Furthermore, participatory processes similar to those of our action-research program could become the cornerstone of the process of public information and consultation required by Article 14, in the spirit of the widening participation proposed by the WFD guidelines (WFD Common Implementation Strategy 2003). Our reasoning could be generalized to comparable cases, in which key protected nature reserves including wetlands are important elements of a river basin. Such participatory processes could provide both a solid interface with a whole range of stakeholders, and a platform for the dynamic interaction between research and management.
In the Doñana case, future research aimed at guiding managed transitions must be based on collaborative analyses of the current institutional configuration at different levels, focusing, for example, on the role of culture, or the impact of current policies and legislation upon the management at operational levels. For this purpose, our theoretical framework could be best complemented by using updated versions of the IAD as a meta-conceptual framework (Poteete et al. 2010), cross-scale interrelationships (panarchy heuristic; Gunderson and Holling 2002) and managed transitions (transition arenas; Brugge and van Raak 2007). As a final note, we would like to stress the importance of continuing the micro-analyses of cross-disciplinary teams implementing action-research programs, a research topic that has been addressed in other recent articles (see e.g., Daniell et al. 2010, Huitema and Meijerink 2010, Moellenkamp et al. 2010).
The historical persistence of command-and-control approaches for water resource management and wetland conservation is a path dependent process that led to the emergence of a rigid institutional regime in the Doñana water socio-ecosystem, and caused it to enter a pathological stable state that can be characterized as a rigidity trap.

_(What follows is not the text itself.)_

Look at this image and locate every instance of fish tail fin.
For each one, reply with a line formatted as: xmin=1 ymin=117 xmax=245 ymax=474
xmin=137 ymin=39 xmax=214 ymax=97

Doñana still retains a high potential for change in the form of structural and natural capital, which opens considerable opportunities for managed transitions towards more flexible and adaptive institutional regimes. Our analysis shows how the heuristics posed by adaptive change theories, complemented with concepts borrowed from institutional theory, can be used to understand and describe the trajectory of institutional regimes, as well as to evaluate and generate theory, thus increasing our predictive power. Historical analyses such as the one presented here may serve the purpose of informing and guiding the design of action-research programs aimed at facilitating transitions in rigid institutional regimes.
We are particularly grateful to Glen Hearns for his contribution to the research-management workshop, as well as to all the interviewees and participants of the workshops carried out under the umbrella of this project who kindly provided time, data, experiences, results, and insights from their management experience and research projects. Critical comments from four anonymous reviewers, K. Daniell, R. Bijlsma, and F. J. Fernández Segura significantly improved earlier versions of the manuscript. Funding by the Doñana 2005 Project (Guadalquivir River Authority, Spanish Ministry of Environment), the Canada–Europe Awards (International Council for Canadian Studies, Government of Canada), and the NeWater Project (Contract no. 511179, 6th EU Framework Program) is also gratefully acknowledged.